Super Green Pass obbligatorio per i piloti: le nuove regole

Chi partecipa alle gare FMI, quindi anche staff, organizzazione e pubblico, deve esibire la certificazione. Per i guariti serve l’attestato di “Ritorno all’attività”

Redazione - @InMoto_it

Il Super Green Pass è ormai diventato protagonista delle nostre vite, in ogni ambito e situazione.
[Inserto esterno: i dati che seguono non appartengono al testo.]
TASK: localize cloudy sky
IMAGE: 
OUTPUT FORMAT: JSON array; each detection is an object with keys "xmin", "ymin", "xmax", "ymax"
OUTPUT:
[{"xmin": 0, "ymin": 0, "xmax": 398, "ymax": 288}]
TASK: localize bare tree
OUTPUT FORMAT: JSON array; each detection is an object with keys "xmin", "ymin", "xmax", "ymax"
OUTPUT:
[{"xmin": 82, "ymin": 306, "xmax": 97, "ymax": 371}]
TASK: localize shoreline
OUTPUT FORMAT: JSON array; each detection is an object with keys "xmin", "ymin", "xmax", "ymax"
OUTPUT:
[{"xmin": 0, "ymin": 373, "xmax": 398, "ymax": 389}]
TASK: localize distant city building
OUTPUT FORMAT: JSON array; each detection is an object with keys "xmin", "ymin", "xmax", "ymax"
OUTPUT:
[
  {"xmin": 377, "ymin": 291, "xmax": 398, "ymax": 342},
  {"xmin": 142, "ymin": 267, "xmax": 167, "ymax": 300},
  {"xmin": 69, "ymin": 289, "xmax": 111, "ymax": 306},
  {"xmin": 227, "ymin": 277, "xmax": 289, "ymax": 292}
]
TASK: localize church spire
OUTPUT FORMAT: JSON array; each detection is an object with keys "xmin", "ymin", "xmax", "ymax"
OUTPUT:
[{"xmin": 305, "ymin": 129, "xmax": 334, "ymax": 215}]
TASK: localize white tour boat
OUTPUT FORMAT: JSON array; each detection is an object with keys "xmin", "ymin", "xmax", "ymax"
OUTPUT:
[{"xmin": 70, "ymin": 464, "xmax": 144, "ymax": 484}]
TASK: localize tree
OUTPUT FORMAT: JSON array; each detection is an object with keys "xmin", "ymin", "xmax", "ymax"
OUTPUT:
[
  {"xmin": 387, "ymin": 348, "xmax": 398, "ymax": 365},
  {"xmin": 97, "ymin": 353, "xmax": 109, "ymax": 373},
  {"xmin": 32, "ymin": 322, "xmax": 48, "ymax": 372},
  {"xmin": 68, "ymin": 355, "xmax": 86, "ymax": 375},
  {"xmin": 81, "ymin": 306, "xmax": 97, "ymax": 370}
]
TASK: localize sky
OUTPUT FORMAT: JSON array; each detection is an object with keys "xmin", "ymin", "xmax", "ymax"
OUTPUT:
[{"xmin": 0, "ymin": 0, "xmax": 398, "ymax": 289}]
E così arrivano anche le disposizione ufficiali della FMI, basate sulle nuove linee guida del Dipartimento per lo Sport della Presidenza del Consiglio dei ministri, e per le quali è previsto l’obbligo della certificazione verde rafforzate per tutte le manifestazioni nell’arco del 2022. Questo significa che tutti i partecipanti agli eventi, atleti, organizzatori e pubblico, dovranno esibire il Super Green Pass (che si ottiene con il ciclo vaccinale oppure dopo essere guariti). Va da sé che il tampone, rapido o molecolare che sia, non è più sufficiente.

Ritorno all’attività

Pubblico con Super Green Pass, organizzatori idem, lo stesso vale per staff e piloti. Tutti coloro che partecipano alle gare FMI, quindi, devono essere vaccinati o in alternativa devono aver contratto il Covid prima del richiamo, potendo così ricevere comunque la certificazione. Nel secondo caso, quindi di positività, i piloti devono ottenere un attestato di “Ritorno all’attività”, ovvero devono sottoporsi a una serie di esami (ridotti rispetto al 2021 e con distinzione in asintomatici, con malattia lieve o moderata e casi gravi) prima di poter riprendere a gareggiare.